Monday, February 17, 2014


By Mark W. Danielson

Timeless.  A word as endless and enduring as the word itself.  This word is reserved for items with appropriate merit.  Few of mankind’s creations are worthy of such recognition.

Recently, my wife and I stumbled onto a couple of CD’s that pay homage to musicians who made songs timeless.  The first was an Everly Brothers tribute performed by Billie Joe Armstrong and Norah Jones, appropriately titled Billie Joe and Norah, Foreverly. Ask any musician that sings harmony and they will no doubt say the Everly Brothers influenced them.  But Norah and Billie Joe went beyond this.  They felt they needed to do this album, just as an author’s burning desire to pen a story.  Over a period of nine New York City days, these two musicians fashioned one of the greatest tribute albums I’ve had the pleasure of hearing, their voices blending as easily as the Brothers Everly.

The second surprise was Bruce Springsteen’s tribute to Pete Seeger, titled Bruce Springsteen, We Shall Overcome – The Seeger Sessions.  As with our previous experience, it was a fluke hearing about this album.  Most likely it came as a mention after Pete Seeger’s passing.  This album is a totally fun mix of Seeger’s tunes performed in Dixieland and New Orleans styles.  The band Springsteen assembled for this album included some of the best musicians in the United States.  Remarkably, everything was cut in three LIVE sessions from 1997, 2005, and 2006. The fact there were NO REHEARSALS makes this album even more amazing.  The clarity and energy of their work permeates in every song.

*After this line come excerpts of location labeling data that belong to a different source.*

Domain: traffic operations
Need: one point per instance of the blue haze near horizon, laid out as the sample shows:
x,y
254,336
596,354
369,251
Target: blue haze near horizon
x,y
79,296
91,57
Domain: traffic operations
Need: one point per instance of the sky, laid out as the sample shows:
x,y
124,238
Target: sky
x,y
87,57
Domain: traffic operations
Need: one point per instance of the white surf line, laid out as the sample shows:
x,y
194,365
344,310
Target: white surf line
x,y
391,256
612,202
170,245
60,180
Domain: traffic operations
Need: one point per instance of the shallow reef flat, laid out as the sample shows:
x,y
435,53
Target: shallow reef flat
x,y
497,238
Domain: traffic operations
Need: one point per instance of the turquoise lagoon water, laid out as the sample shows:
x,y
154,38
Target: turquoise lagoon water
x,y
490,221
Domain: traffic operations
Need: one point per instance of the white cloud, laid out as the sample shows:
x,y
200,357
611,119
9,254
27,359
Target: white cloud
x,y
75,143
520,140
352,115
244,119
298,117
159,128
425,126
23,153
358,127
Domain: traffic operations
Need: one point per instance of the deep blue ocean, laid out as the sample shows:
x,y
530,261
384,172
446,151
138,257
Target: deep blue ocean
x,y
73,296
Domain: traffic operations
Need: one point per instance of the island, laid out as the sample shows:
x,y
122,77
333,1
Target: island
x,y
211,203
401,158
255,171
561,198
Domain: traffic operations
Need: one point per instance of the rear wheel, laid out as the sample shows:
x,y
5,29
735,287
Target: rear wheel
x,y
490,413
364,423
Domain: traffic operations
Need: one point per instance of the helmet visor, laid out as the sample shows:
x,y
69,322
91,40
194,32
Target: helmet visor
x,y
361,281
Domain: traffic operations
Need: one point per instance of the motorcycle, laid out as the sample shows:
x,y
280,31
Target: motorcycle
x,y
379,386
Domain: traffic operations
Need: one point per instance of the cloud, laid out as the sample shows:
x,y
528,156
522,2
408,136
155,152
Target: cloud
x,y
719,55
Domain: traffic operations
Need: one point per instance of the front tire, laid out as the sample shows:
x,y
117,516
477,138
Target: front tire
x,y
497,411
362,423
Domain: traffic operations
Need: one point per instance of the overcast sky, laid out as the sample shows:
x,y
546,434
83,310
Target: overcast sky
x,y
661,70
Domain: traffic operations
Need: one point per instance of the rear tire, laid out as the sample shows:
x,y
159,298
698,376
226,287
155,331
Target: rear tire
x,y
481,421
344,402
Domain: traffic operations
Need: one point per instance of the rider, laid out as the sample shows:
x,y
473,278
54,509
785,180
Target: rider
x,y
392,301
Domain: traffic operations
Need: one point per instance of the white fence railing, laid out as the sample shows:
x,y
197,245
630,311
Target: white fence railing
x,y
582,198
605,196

Don’t be mistaken.  As much as I love both albums, my intent is not to do CD reviews, but rather use them as examples that authors should strive to create abiding pieces that will inspire readers in the way Pete Seeger and The Everly Brothers inspired musicians.  Timeless works can read over and again without anyone tiring of them.  It matters not that one may be so familiar with the piece that they can recite its content without reading them.  If history is any indicator, few authors will ever be recognized for timeless work while they are alive.  Nevertheless, that should never stop someone from putting their best work forward through carefully chosen words. 



Paul D. Marks said...

Mark, apropos of what you say about creating things that will abide time and can be read over and over again: I think great works, even great genre works, can be read over again, because each time you get some new little tidbit of info or insight from them. That's the mark of an enduring work.

Mark W. Danielson said...

Paul, if words were crafted like fine wine, we would never thirst for good literature. :)

Jean Henry Mead said...

I couldn't agree more, Mark. With so much tripe on the market now, the fine works of gifted artists and writers seem to get lost in the marketplace.

Mark W. Danielson said...

Jean, James Patterson was on the CBS morning show saying he is giving money to book stores to keep them going. The problem, as he said, is young people are not reading, therefore, not buying hardcopy or e-books. It's interesting that while Hitler failed to destroy much of the world's timeless works, our own apathy may eventually succeed in fulfilling his wish.